The NADC Air Traffic Control Tower building was demolished shortly after the Naval Air Warfare Center closed in 1998. The tower top was shipped to Willow Grove Naval Air Station for preservation by the Harold Pitcairn Wings of Freedom Museum. The Wings of Freedom Museum recently agreed to transfer the tower to the NADC Museum, where it will be restored as a tribute to Naval air traffic controllers, said NADC officials.
The tower was utilized at the base where training occurred for the X-15 and X-20 space programs, the training of astronauts for the Mercury, Gemini, Apollo missions, and for the astronauts of the Space Shuttle program, according to NADC historians, also playing a part in space technology development, including flight controls for the X-15, guidance computers for the capsules, and lubricants for Apollo missions.
The NADC Museum relocated to the Craven Hall Historic site in October 2024, where it houses many important NADC artifacts, and owns the original training capsule of the Johnsville Centrifuge, which was used to research the limits of human tolerance for “G” forces and train astronauts from the Mercury to the Space Shuttle programs. With all the technology developed at NADC, it was a natural fit to include the air traffic control tower at the museum. A crane was used to remove the NADC Air Traffic Control Tower from a truck that transported it from the Willow Grove Naval Air Station to its new location at the Craven Hall Historic Site in Warminster, said NADC.
“The air traffic control tower represented the ‘eyes of the base’ and bore witness to history, said Mark Calhoun, Vice President, Johnsville Centrifuge & Science Museum. “Its occupants were there to guide all of the early astronauts for landings as they arrived to train for their missions.
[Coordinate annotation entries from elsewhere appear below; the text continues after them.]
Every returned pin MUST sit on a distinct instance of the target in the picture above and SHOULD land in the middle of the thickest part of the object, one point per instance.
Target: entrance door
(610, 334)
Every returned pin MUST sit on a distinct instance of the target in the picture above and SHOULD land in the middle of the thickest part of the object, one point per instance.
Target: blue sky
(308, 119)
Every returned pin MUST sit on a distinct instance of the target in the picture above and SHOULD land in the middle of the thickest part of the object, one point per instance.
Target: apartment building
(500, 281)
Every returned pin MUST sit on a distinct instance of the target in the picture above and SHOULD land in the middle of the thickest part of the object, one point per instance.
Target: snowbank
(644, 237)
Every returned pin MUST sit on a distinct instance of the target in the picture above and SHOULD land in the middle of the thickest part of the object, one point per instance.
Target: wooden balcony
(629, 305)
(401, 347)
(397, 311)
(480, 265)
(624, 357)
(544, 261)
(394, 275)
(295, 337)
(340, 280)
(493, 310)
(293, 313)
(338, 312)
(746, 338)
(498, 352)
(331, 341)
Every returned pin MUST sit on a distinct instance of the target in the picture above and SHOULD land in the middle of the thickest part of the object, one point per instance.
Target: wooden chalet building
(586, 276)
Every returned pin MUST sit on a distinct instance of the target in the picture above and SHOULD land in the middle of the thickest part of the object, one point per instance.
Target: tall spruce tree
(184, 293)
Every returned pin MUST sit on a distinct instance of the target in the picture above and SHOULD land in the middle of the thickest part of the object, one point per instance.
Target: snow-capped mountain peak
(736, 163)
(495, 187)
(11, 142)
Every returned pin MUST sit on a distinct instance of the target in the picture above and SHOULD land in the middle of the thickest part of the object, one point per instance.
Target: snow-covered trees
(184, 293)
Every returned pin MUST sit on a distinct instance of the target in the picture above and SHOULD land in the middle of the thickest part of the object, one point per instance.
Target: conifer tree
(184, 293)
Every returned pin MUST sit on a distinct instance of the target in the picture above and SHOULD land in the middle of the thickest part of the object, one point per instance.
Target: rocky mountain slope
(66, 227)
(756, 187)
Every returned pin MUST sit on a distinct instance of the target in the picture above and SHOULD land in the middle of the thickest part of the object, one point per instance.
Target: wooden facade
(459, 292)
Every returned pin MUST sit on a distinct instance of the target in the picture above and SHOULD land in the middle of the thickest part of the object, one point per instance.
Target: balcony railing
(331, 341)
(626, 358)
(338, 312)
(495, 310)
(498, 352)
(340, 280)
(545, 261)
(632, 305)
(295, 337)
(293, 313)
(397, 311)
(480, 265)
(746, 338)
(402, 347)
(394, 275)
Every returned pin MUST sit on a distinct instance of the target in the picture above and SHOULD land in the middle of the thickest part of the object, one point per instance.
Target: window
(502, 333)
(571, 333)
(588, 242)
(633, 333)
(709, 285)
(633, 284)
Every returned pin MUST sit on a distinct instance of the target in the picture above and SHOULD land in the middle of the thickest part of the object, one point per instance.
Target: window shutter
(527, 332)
We look forward to restoring it so it can be on display as a tribute to those who served our nation.”
The museum is studying plans to increase exhibit space with the addition of a 5,000 square foot building and hopes to break ground in 2026 as part of the America 250 celebrations. The building will house numerous NADC and science exhibits, an expansion of the John Fitch Museum, which is also located at Craven Hall, Fitch was the inventor of the first steamboat in 1787, as well as some colonial era exhibits.